The University of Southampton’s data policy introduces no new legal or other principles; it is mainly about just applying existing policies for physical objects to the digital objects that have been generated.

Almost 2/3rds of respondents answered that they were responsible for managing their data; most of this was stored on a ‘CD, DVD, USB, or external hard disk’; a significant number of people didn’t know how much data they had. They reported that ‘reusing their own data was relatively easy’ – Frey disagrees, maybe this was easy compared to accessing other researchers’ data. One participant mentioned visiting museums to refresh their memory of objects with varying degrees of success in locating them.

Frey suggested using the terms ‘context’ and ‘process’ rather than ‘metadata’.

There was a useful slide on data management costs.

During the Forum the group also considered research data as an object in its own right that may or may not be submitted to the REF 2014:

“In addition to printed academic work, research outputs may include, but are not limited to: new
materials, devices, images, artefacts, products and buildings; confidential or technical reports; intellectual property, whether in patents or other forms; performances, exhibits or events; work published in non-print media. An underpinning principle of the REF is that all forms of research output will be assessed on a fair and equal basis. Subpanels will not regard any particular form of output as of greater or lesser quality than another per se.”

REF 02.2011 Assessment framework and guidance on submissions, July 2011 (PDF) (106. on p.22)


Day 1, Seventh RDMF, University of Warwick

golden egg
Stock Photo: Golden Egg

The 7th Research Data Management Forum last week was really useful, so even though there are other blog posts available, it seemed necessary to add to them!

Links

Mark Thorley, NERC, suggested that datasets can be seen as ‘golden eggs’ with the citation of datasets as a reward for making them available. This could be supported if journals would only publish articles when they had a DOI for supporting data.

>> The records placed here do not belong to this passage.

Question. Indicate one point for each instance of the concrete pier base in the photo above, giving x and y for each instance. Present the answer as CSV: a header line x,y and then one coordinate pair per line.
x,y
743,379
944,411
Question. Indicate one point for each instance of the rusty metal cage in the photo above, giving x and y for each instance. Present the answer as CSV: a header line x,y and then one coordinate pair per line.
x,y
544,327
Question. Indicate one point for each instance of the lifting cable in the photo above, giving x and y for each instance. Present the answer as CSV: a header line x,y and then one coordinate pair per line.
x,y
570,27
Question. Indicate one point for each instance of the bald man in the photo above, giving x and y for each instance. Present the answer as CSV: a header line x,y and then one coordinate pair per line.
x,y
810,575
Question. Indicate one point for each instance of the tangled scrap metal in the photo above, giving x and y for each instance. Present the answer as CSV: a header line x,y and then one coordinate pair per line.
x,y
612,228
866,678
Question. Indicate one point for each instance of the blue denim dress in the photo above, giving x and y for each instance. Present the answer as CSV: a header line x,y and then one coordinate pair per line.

The resulting discussion brought up several questions, including ‘how do we define long term value of research data?’ NERC are working on a data value checklist to support their Data Policy:

“develop criteria to help identify data of long‐term value”

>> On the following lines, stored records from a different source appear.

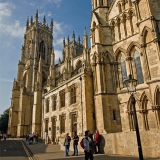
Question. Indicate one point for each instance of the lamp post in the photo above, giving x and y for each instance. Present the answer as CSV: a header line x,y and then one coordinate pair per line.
x,y
131,86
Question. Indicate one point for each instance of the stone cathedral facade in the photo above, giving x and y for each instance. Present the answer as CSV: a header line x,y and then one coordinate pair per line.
x,y
85,90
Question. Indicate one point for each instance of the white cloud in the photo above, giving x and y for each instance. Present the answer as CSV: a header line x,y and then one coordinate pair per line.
x,y
32,4
4,11
58,41
6,80
14,29
49,14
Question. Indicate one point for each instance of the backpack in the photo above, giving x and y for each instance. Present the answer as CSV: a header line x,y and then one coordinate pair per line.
x,y
82,143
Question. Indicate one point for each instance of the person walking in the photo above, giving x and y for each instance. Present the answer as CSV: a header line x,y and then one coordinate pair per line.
x,y
87,146
36,137
67,141
75,143
46,137
97,139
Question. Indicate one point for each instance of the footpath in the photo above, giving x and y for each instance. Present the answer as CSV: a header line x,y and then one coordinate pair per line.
x,y
52,152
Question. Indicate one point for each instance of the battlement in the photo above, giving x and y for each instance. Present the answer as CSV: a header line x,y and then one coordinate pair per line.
x,y
36,23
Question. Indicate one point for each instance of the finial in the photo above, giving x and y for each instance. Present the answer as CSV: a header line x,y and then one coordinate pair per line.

NERC Data Policy – Guidance Notes (PDF) Thorley, 2011 (p.5)

Other issues that were discussed included: ‘cost effectiveness’, meaning the time taken by researchers to complete a task as well as being value for money; what do we mean by ‘open’? i.e. open to everybody or just openness within the research community; and changing the way researchers regard data, but this depends on the subject area.

Thorley talked about the need to work with each research data actor and understand the different roles. Publishers were not represented in the four actors diagram, and there was also discussion about whether the general public should have a role.

Simon Hodson, JISC MRD Programme Manager suggested that some possible work would be to “break down, enunciate and list the various examples of ‘what’s in it for me’, for the various stakeholders”. This is an approach we have been looking at with the stakeholders for Kaptur – we hope to have a better idea of ‘what’s in it for visual arts researchers?’ after the environmental assessment interviews are completed. We are also gathering examples of information from other sources, for example Laura Molloy’s presentation at a Kultivate workshop on ‘Archiving and Curation’, 23rd March 2011, about the UK performance practitioner survey (PDF).